Baise Torride en Voiture : Mon Échappée Anonyme vers Saint-Amant
Le ronronnement sourd du moteur vrombit dans la forêt dense. Gustave serre le volant, mâchoire crispée, pied au plancher. Louis dort à l’arrière, roulé sous sa couverture, sa blessure oubliée dans le sommeil. Moi, anonyme ici, loin de mon quotidien, je savoure cette bulle de liberté.
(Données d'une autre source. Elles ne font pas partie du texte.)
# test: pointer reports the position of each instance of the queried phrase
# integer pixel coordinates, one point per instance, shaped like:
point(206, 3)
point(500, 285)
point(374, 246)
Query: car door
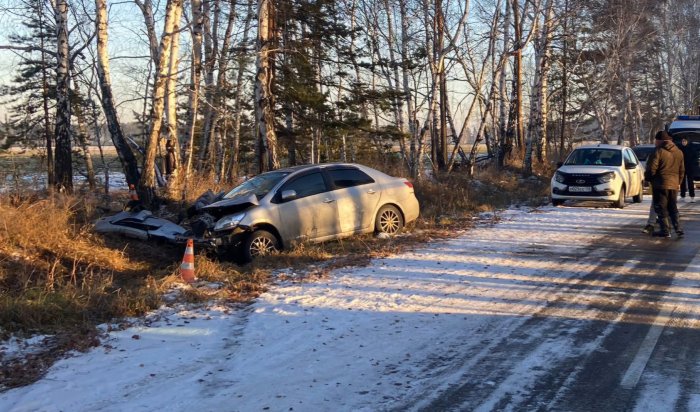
point(633, 174)
point(357, 195)
point(311, 213)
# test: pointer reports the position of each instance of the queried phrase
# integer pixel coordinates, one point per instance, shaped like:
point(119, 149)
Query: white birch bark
point(148, 177)
point(126, 156)
point(264, 80)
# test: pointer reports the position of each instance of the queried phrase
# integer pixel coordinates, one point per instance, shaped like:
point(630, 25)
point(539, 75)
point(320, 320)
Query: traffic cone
point(187, 266)
point(132, 192)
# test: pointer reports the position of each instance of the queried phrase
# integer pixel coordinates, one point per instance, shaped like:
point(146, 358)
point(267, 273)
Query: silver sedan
point(313, 203)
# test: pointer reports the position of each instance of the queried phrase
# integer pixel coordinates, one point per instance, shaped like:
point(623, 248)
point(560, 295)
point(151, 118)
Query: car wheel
point(620, 203)
point(389, 220)
point(259, 243)
point(640, 196)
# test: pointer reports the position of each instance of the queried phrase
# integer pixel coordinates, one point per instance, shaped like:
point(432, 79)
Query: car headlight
point(607, 177)
point(229, 222)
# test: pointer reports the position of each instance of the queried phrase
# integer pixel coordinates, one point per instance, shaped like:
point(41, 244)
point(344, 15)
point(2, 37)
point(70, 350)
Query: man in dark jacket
point(690, 158)
point(665, 169)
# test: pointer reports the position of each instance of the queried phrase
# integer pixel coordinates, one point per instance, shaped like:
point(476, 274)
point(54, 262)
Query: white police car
point(599, 172)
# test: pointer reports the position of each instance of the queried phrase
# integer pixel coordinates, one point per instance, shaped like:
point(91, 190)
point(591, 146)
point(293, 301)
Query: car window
point(306, 185)
point(342, 178)
point(259, 185)
point(594, 156)
point(643, 152)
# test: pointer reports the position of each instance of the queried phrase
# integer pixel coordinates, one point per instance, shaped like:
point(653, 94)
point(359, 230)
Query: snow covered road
point(558, 309)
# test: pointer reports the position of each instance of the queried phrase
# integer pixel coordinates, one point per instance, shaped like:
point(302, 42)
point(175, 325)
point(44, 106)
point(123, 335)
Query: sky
point(391, 335)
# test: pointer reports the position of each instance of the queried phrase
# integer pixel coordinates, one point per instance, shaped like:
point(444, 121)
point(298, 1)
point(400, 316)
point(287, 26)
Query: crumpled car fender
point(140, 225)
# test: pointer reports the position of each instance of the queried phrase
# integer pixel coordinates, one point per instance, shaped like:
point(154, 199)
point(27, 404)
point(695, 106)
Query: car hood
point(229, 206)
point(587, 169)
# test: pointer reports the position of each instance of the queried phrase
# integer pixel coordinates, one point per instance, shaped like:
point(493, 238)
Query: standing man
point(665, 169)
point(690, 158)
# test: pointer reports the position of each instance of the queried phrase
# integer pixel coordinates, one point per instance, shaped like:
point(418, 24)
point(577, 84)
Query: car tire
point(640, 196)
point(620, 203)
point(389, 220)
point(259, 243)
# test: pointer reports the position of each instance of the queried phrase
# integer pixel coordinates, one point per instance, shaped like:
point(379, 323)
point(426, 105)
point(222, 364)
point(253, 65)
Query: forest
point(239, 87)
point(473, 102)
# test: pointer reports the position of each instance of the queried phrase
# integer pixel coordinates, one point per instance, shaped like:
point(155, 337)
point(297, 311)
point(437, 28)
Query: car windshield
point(259, 185)
point(643, 152)
point(594, 156)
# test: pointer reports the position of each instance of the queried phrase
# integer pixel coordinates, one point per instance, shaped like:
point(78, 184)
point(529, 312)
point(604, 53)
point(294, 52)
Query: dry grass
point(58, 278)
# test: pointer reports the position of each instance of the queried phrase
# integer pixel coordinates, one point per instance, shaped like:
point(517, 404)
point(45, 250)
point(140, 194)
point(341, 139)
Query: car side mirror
point(289, 195)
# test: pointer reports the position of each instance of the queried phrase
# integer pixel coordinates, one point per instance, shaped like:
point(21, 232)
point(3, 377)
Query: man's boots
point(665, 230)
point(676, 221)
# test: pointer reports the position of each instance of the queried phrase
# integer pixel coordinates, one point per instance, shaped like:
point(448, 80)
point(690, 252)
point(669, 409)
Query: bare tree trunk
point(442, 136)
point(147, 184)
point(564, 81)
point(146, 7)
point(172, 169)
point(126, 156)
point(234, 168)
point(504, 145)
point(63, 166)
point(220, 92)
point(195, 74)
point(83, 134)
point(543, 90)
point(210, 52)
point(264, 80)
point(518, 76)
point(408, 95)
point(48, 137)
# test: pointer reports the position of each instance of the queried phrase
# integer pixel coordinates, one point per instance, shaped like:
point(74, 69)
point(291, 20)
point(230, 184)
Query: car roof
point(292, 169)
point(601, 146)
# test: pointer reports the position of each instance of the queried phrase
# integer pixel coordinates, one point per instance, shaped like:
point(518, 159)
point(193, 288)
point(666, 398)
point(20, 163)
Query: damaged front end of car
point(221, 225)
La route serpente, virages brusques. Mon estomac se noue, pas de nausée, non : un feu monte entre mes cuisses. L’air chargé d’odeurs de pin et d’essence. Je glisse un regard sur lui. Ses mains fortes, veines saillantes. ‘Ralentis un peu’, je murmure, mais ma voix tremble d’autre chose. Il tourne la tête, yeux sombres. ‘T’es nerveuse, Claire ?’ ‘Appelle-moi Anonyme. Ici, personne ne sait.’ Ma main effleure sa cuisse, denim tendu. Il sursaute, mais accélère encore. Le danger excite. La ferme pointe son toit rouge au loin, mais fuck, pas encore. ‘Arrête-toi’, je souffle. Il pile dans un chemin de terre, ombre des chênes. L’autre voiture escorte au loin, hors vue. Cœur battant, je me penche, lèvres contre son oreille. ‘J’ai envie de toi. Maintenant.’ Il coupe le contact. Silence épais, seulement nos souffles.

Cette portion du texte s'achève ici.